THE VIRGINIAN-PILOT Copyright (c) 1995, Landmark Communications, Inc. DATE: Sunday, September 10, 1995 TAG: 9509080009 SECTION: COMMENTARY PAGE: J4 EDITION: FINAL TYPE: Book Review LENGTH: Medium: 53 lines
Marc Sher's ``Insulted by pledge-break program'' (letter, Aug. 31), denouncing public television's involvement with the likes of Deepak Chopra and Edgar Cayce, contained misinformation.
Edgar Cayce's psychic ability to accurately diagnose illness and recommend physical, medical treatments (often in people he had neither met nor seen) has been documented. The diagnoses and treatments were accurate.
Seventy percent of the people who wrote to Cayce for help or found their way to Virginia Beach had absolutely no interest in ``pyramidology,'' astrology or New Age mumbo-jumbo.
These were people who had been called hopelessly incurable by the finest medical institutions in the United States including the Mayo Clinic and Johns-Hopkins. If people followed the advice given in Cayce's psychic readings (no matter how strange it may seem to skeptics), they completely recovered from their ills.
In the files of the A.R.E. Library are scores of documents, letters and affidavits from people who were cured - by following Cayce's advice - of multiple sclerosis, scleroderma, psoriasis, tuberculosis and hundreds of other diseases.
Edgar Cayce's own wife was diagnosed with tuberculosis in 1910 and was sent home from the hospital to die. Cayce, extremely uneasy about his unusual psychic ability at this point in his life, wanted his wife to follow traditional treatment. When that failed, he gave the readings (in the presence of medical doctors) over the course of eight months for his wife. After following the treatments, Gertrude Cayce completely recovered, never to have a recurrence of TB.
More than 70 percent of the 14,305 separate readings Edgar Cayce gave over the course of 40 years are medical in nature. Less than 30 percent deal with metaphysical subject matter. He was a devout Christian and taught Sunday school in Virginia Beach for better than 20 years.
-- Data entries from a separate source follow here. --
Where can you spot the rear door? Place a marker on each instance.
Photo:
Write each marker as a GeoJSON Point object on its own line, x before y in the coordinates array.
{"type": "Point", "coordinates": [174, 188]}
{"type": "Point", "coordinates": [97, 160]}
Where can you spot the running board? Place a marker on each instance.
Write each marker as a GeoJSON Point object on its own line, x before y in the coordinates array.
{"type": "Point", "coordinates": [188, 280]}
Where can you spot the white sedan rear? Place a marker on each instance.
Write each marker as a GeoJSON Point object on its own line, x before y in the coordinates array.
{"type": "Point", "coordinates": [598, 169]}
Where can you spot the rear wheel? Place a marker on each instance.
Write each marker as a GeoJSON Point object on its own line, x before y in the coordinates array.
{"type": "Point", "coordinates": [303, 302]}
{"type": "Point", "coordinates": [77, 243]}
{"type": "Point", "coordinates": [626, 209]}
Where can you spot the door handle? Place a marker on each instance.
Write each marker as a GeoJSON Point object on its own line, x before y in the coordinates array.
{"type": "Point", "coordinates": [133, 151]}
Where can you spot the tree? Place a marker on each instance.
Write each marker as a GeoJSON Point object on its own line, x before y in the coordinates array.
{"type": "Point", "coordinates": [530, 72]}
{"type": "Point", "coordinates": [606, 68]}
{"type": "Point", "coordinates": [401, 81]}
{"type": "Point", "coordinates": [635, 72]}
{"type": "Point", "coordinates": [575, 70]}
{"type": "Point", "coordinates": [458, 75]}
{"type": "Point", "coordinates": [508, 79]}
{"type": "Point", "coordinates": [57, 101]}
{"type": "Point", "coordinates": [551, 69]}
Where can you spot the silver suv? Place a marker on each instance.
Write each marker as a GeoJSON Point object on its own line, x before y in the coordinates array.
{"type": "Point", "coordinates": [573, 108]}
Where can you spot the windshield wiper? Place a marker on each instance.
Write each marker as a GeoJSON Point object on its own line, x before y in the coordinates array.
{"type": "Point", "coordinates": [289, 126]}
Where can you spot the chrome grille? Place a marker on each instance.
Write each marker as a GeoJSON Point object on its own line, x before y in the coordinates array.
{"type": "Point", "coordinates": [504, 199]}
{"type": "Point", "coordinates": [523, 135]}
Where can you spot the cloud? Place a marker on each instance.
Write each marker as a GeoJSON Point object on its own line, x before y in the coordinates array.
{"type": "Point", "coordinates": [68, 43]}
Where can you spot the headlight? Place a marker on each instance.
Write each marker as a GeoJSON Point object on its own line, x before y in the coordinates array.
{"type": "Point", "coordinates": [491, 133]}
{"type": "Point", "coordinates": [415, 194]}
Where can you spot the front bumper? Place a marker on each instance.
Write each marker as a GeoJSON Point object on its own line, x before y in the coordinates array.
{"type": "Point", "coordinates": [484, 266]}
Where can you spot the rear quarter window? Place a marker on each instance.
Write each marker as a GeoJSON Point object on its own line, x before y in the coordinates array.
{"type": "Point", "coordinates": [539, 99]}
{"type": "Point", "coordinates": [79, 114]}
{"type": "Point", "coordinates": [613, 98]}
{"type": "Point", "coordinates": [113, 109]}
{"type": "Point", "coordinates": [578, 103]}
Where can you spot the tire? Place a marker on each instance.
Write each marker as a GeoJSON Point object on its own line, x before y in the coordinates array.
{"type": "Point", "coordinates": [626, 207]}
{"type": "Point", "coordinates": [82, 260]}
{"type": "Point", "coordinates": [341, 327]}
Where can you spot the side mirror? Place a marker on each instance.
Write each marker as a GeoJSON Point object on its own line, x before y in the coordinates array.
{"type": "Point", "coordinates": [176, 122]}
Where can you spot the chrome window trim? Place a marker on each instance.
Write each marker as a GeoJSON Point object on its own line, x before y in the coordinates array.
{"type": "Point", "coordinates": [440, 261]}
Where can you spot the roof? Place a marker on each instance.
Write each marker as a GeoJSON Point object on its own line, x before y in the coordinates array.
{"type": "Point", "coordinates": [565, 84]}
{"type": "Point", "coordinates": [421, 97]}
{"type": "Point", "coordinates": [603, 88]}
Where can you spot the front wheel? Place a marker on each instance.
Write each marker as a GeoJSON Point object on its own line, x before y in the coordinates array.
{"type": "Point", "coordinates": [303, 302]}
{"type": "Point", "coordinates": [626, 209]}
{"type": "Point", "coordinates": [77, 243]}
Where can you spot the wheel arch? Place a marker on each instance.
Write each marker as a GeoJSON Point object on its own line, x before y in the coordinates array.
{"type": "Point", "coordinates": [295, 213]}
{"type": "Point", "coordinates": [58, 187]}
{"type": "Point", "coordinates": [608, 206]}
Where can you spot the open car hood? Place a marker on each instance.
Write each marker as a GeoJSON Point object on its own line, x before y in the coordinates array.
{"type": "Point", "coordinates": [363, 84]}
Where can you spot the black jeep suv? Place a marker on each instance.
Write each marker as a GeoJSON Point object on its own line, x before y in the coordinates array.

Physicians like Deepak Chopra, Larry Dossey and other ``alternative medical'' pioneers are giving people hope when mainstream medicine has fallen criminally short in helping them. If their endeavors are - as Professor Sher says in his letter - ``insulting to scientists, educators and rational thinkers,'' then Sher sees with the same shortsighted vision and speaks with the same prejudicial voice as those who persecuted the likes of Galileo and Pasteur.
Thank God that WHRO has the foresight to include modern-day visionaries and healers like Deepak Chopra in its program schedules.